A Florida state judge last week ruled that President Trump’s sanctuary city executive order unconstitutionally coerced a county, which had been holding an alien for pickup and deportation by ICE. Eleventh Judicial Circuit Judge Milton Hirsch granted the alien’s claim and ordered his release even though there is no precedent for individuals making such claims based on the 10th Amendment.
Prior to the issuance of the president’s executive order (EO 13768), Miami-Dade County refused to recognize ICE detainers. But Miami-Dade Mayor Carlos Gimenez decided to reverse his stance rather than risk the loss of federal funds for failing to comply with such detainers.

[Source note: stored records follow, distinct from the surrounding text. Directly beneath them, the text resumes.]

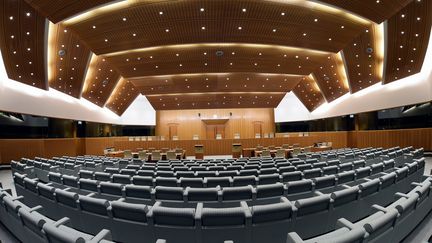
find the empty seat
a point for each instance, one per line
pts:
(191, 182)
(274, 190)
(218, 181)
(202, 194)
(244, 180)
(237, 193)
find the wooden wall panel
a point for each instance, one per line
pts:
(190, 123)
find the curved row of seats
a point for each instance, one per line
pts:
(388, 224)
(241, 223)
(28, 225)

The alien in question is James Lacroix, a Haitian national who had legally entered the United States under Temporary Protected Status following the 2010 earthquake. He was arrested several times for driving on a suspended license and for battery and aggravated assault. He was in the process of pleading guilty to a felony charge of habitually driving on a suspended license when an attorney intervened. The attorney petitioned for a writ of habeas corpus to order Lacroix’s release after he finished his sentence.

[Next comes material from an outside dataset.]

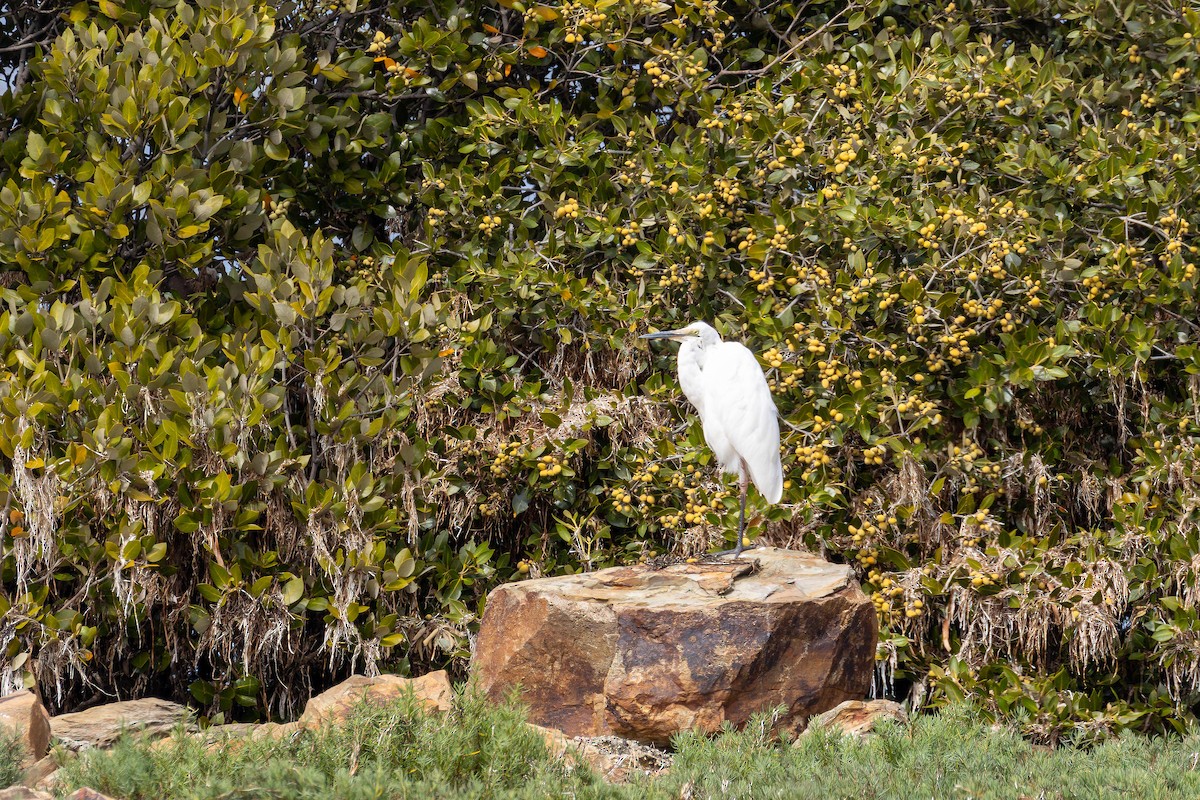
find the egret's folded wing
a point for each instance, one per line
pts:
(739, 398)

Judge Hirsch ruled the federal government is constitutionally prohibited from forcing Miami-Dade to hold Lacroix a prisoner, and the County is prohibited from complying. Hirsch cited the Supreme Court’s 2011 case Bond v. United States as allowing Lacroix to claim a Tenth Amendment violation. However, as Breitbart’s Ken Klukowski noted “The Supreme Court has previously only allowed states to make a coercion challenge against Congress. While this claim could possibly be raised by a county or city as part of the state, nothing in Supreme Court precedent suggests that individual persons can raise the claim. Moreover, all such Tenth Amendment claims have only been raised against the federal government, never in a case against state or local officials, as is happening here.”
Miami-Dade County is now appealing the case (Lacroix v. Junior) to the Florida court of appeals. The county said the matter should be handled in a federal court because "immigration is a federal issue.”